Opinion

FRAN ALEXANDER: The unwelcome guest

Party loyalists can’t handle “no strings” Sanders

And all the men and women merely players;

They have their exits and their entrances;

And one man in his time plays many parts ...

-- William Shakespeare

Buyers' remorse is the fairly common emotion after a change-of-heart about a purchase; sellers' remorse, usually felt in the pit of one's stomach as a loss, is a whole different animal.

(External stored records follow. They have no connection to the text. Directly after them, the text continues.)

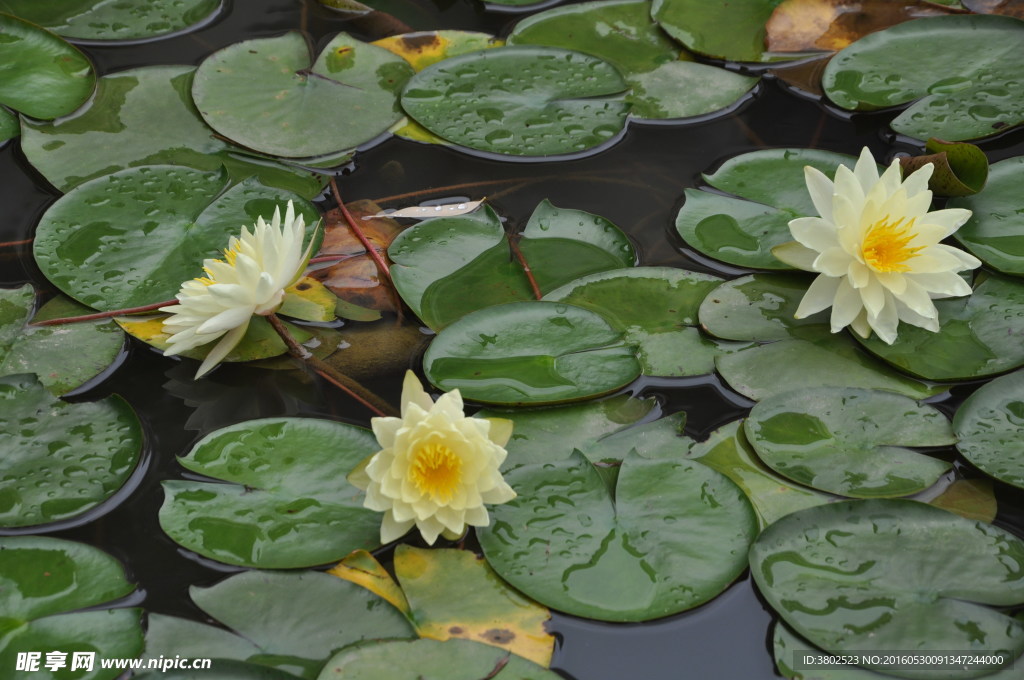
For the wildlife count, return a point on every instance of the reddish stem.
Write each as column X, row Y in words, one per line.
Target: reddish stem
column 105, row 314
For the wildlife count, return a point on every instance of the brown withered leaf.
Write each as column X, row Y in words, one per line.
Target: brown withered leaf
column 801, row 26
column 1007, row 7
column 355, row 278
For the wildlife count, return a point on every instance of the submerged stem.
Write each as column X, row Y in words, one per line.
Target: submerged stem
column 343, row 382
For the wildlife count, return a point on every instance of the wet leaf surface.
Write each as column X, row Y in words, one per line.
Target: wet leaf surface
column 530, row 352
column 144, row 230
column 888, row 575
column 674, row 537
column 989, row 425
column 850, row 441
column 52, row 473
column 288, row 505
column 43, row 584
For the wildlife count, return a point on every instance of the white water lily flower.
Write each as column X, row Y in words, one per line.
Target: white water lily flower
column 251, row 280
column 877, row 249
column 436, row 467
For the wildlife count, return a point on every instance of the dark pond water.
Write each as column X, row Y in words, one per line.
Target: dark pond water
column 638, row 184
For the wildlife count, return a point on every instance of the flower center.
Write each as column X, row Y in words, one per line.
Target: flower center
column 886, row 245
column 436, row 471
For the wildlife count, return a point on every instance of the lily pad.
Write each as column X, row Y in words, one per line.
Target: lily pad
column 52, row 473
column 269, row 94
column 672, row 536
column 850, row 441
column 451, row 594
column 288, row 505
column 94, row 19
column 431, row 660
column 979, row 335
column 548, row 101
column 727, row 451
column 988, row 426
column 41, row 75
column 656, row 309
column 44, row 583
column 954, row 98
column 292, row 622
column 439, row 259
column 995, row 231
column 64, row 357
column 883, row 576
column 797, row 353
column 145, row 117
column 131, row 238
column 768, row 189
column 530, row 352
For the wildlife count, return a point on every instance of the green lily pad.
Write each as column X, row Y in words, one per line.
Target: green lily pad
column 61, row 356
column 954, row 98
column 269, row 94
column 728, row 452
column 889, row 575
column 850, row 441
column 549, row 101
column 798, row 353
column 43, row 584
column 431, row 660
column 767, row 190
column 292, row 622
column 988, row 426
column 551, row 434
column 995, row 231
column 656, row 310
column 979, row 335
column 288, row 505
column 439, row 259
column 672, row 536
column 41, row 75
column 94, row 19
column 145, row 117
column 51, row 473
column 733, row 31
column 132, row 238
column 530, row 352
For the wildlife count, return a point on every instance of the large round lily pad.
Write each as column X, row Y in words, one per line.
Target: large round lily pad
column 674, row 537
column 656, row 309
column 288, row 505
column 269, row 94
column 51, row 473
column 430, row 660
column 925, row 61
column 132, row 238
column 767, row 190
column 988, row 427
column 519, row 100
column 97, row 19
column 979, row 335
column 850, row 441
column 890, row 575
column 144, row 117
column 995, row 231
column 293, row 622
column 530, row 352
column 41, row 581
column 41, row 75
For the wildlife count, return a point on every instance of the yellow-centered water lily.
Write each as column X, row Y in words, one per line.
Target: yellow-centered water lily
column 876, row 247
column 258, row 265
column 436, row 467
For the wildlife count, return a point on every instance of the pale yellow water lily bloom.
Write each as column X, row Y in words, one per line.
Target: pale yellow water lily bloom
column 436, row 468
column 258, row 265
column 876, row 248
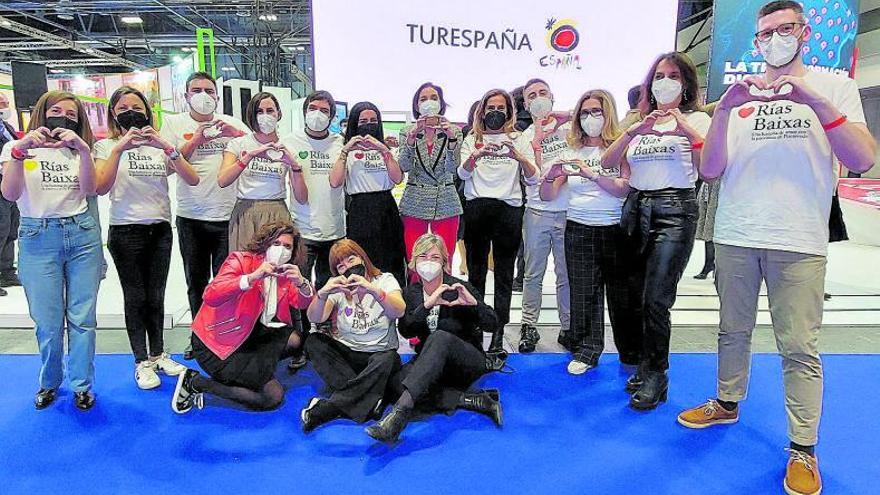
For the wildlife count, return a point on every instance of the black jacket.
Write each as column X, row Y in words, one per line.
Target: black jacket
column 465, row 322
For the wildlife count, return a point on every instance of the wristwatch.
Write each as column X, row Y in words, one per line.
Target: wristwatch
column 172, row 153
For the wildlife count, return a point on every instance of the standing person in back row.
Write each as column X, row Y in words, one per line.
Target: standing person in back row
column 776, row 154
column 203, row 211
column 544, row 220
column 321, row 220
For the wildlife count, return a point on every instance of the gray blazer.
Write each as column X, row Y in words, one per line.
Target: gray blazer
column 430, row 192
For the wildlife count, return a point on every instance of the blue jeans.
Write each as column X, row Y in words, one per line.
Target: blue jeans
column 59, row 264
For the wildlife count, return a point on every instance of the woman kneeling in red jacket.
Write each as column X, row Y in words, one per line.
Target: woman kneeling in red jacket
column 238, row 339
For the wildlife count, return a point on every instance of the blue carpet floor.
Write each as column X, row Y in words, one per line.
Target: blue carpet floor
column 562, row 434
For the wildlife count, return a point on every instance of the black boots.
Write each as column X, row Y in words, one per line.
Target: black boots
column 652, row 392
column 45, row 397
column 483, row 402
column 389, row 428
column 528, row 338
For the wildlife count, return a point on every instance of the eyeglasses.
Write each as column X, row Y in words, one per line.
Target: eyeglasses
column 595, row 112
column 782, row 30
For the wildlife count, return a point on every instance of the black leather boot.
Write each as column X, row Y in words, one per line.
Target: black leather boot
column 389, row 428
column 652, row 392
column 483, row 403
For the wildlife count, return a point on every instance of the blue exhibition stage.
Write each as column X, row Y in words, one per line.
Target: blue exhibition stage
column 562, row 434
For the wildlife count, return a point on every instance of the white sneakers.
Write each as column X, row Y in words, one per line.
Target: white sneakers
column 169, row 366
column 576, row 367
column 146, row 373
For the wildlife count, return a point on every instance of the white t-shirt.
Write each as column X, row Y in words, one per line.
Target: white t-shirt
column 140, row 193
column 776, row 189
column 51, row 183
column 206, row 201
column 660, row 162
column 322, row 218
column 366, row 171
column 263, row 178
column 552, row 146
column 362, row 325
column 496, row 177
column 589, row 204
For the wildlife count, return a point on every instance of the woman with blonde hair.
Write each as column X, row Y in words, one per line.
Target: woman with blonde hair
column 494, row 163
column 597, row 252
column 449, row 317
column 358, row 357
column 49, row 173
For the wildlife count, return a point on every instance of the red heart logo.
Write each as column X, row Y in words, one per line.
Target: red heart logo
column 746, row 111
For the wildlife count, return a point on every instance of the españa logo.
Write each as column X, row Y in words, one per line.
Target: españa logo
column 562, row 35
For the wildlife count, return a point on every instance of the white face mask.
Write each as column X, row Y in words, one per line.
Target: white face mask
column 317, row 121
column 278, row 255
column 429, row 108
column 665, row 90
column 592, row 125
column 780, row 50
column 267, row 123
column 429, row 270
column 540, row 107
column 202, row 103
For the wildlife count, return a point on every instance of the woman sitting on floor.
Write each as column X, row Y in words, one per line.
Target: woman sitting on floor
column 359, row 356
column 448, row 316
column 237, row 339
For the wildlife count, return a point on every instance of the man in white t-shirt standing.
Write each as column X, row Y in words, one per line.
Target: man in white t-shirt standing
column 203, row 211
column 543, row 221
column 321, row 220
column 775, row 154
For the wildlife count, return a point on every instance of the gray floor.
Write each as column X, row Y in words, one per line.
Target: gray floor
column 833, row 339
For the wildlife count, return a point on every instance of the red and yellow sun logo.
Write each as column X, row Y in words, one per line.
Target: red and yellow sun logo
column 562, row 35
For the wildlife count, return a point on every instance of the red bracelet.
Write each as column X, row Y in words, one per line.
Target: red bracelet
column 17, row 154
column 834, row 123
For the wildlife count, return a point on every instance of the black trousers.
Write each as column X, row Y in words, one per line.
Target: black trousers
column 318, row 259
column 492, row 223
column 142, row 254
column 445, row 368
column 598, row 261
column 358, row 380
column 9, row 222
column 373, row 221
column 667, row 226
column 203, row 247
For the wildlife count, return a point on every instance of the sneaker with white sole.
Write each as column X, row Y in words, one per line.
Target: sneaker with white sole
column 169, row 366
column 145, row 375
column 576, row 367
column 185, row 395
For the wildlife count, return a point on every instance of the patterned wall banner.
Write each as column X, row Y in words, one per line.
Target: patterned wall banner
column 733, row 54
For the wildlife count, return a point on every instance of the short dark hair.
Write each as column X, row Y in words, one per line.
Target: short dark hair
column 250, row 112
column 114, row 130
column 355, row 114
column 200, row 75
column 778, row 5
column 690, row 84
column 320, row 95
column 531, row 81
column 436, row 88
column 633, row 96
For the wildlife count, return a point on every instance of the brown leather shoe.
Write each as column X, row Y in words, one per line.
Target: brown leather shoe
column 802, row 474
column 709, row 414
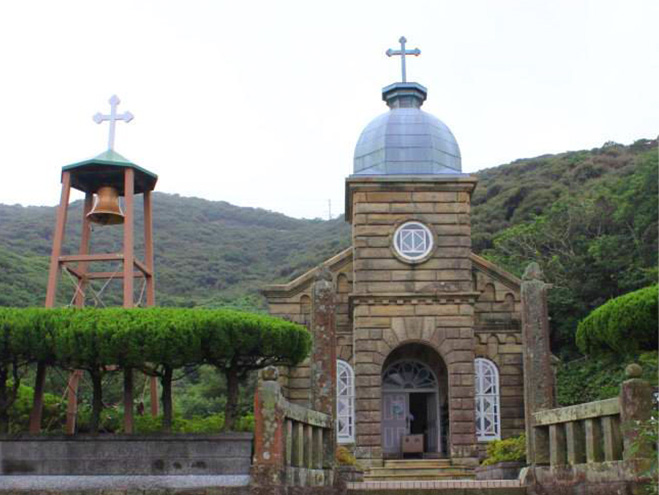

The outpouring of interviews, acknowledgements, credit-giving and even praise shown Bernie Sanders now that he has suspended his campaign borders a bit on sellers' remorse. Maybe this is what it took to show this very decent human any respect, an ingredient totally missing toward him from the Democratic Party establishment in the last two presidential races.

It has been no secret that party loyalists would do almost anything to not have Sanders become their nominee. They kept their super-delegate cards dry in their back pockets in case needed for a convention intervention. He was so much of a threat that one party leader felt he warranted a grade-schooler's insecure sneer, "Nobody likes him." Obviously she had never attended any of his many rallies where oftentimes upwards of 20,000 people actually liked him quite a lot.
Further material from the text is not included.